…some sort of inspiration
…some sort of inspiration As i sit here in front of my computer,
i’m listening to a song that has opened my mind.
I guess i should tell you some backstory as to how i have the mindset i have.
I was born in to what you could call a life of luxury,
when i was born i had everything i could ever want,
a nanny, any toy i wished, my parents were in the best stage of their life.
I went to a private school all the way to middle school,
i was taken to school by my parents in the morning,
and picked up by a chauffeur,
he would take me anywhere i wanted to eat,
then drop me off at home with a nanny who would tend to my every need.
i never saw my parents much as a kid,
but i couldn’t complain i had everything else.
when i entered high school i continued my private education,
and everything was going good.
Then 9/11 happened.
My parents work suffered a decline, a really bad one.
Our economic status dropped and some of the luxuries we used to have ended.
But everything was good, or so i thought.
My dad is a diabetic and has been one since the age of 12,
i never really thought much of his illness because i never really saw when he was sick.
It all changed my junior year,
it was around 3am when my mom yelled to me,
i ran downstairs not knowing what was going on,
only to see my dad unconscious on the bed.
He was convulsing and my mom was crying,
we had to rush him to the hospital,
on the way there his heart stopped,
and i held my father dead as we reached our destination,
We entered the clinic where the nurses went ahead and revived my dad.
The next day in school i was still in shock to what i had seen,
and then my parents told me the truth.
When i was 10 we took a trip to florida,
i had never been to Disney World so i was thrilled,
little did i know it was supposed to be my fathers last trip,
his doctor had given him 2 months to live.
I felt betrayed at the fact my parents had hidden this from me for so long.
So i became a bitter person,
my ability to care for others seemed to vanish,
and i only began to care for myself.
Enter my college years,
first year was good,
except for the fact i was considered a foreign student,
being 17 and an american,
but my parents were mexican,
the system couldnt consider me an american,
since i had not lived here for a couple of years.
I wasnt looking for a handout,
i never did, never had medicare or medicaid,
never looked for goverment assistance,
all i wanted was to be treated the same and i wasnt.
Again my bitterness grew on a system i felt had betrayed me.

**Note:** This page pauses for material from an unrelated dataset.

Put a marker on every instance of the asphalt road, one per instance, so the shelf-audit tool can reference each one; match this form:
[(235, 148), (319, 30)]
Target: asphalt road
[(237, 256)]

My second year i thought was great,
i had met the person i thought would be the love of my life,
someone who ended up destroying and playing with my emotions,
once again that bitterness grew.
I had lost faith even in God, someone who i had turned to for all these years,
i began to look down upon people who would credit him with things we as humans did.
I began to only credit myself if i accomplished something,
i would shun people who would say "oh its cause God intended it that way".
I grew immune to images and situations that were sad,
i wouldnt gringe at the injustices placed forth by our goverment,
i could care less about homeless people,
i could care less of those not fortunate,
i could care less of those who would lose their loved ones,
either to a war,
or to anything.
i became hollow inside.
Then i met her…
my fiancee…
She reminded me what it was to love,
she reminded me what it was to have a heart,
she reminded me how good it felt to put others before you,
to turn the other cheek,
to allow yourself to feel for others and then yourself.
I was listening to a song today,
handlebars by the flobots,
and as simplistic as it may sound it made me realize i have not completely gone back to that person i was.
That loving son, that great friend,
i still kept hate inside,
i still had regret of my actions,
i still didn’t really care.
I plan to change now…
i plan to become that great person i was destined to be…
i plan to show people how love and acceptance is the only way to a better future,
i plan to demonstrate how there is always a better side.
if you read all of this i thank you,
i felt i needed to tell someone,
nay, everyone i know this,
i’m tired of still feeling empty at times inside,
and knowing i’m more than capable of changing it.
your friend.
sherman.
wow. this is pretty cool. i’ve known other people who do that, shut out emotion. and rarely ever do they get to that point of being ready to open up again. it’s very brave. i like that song, handlebars, too.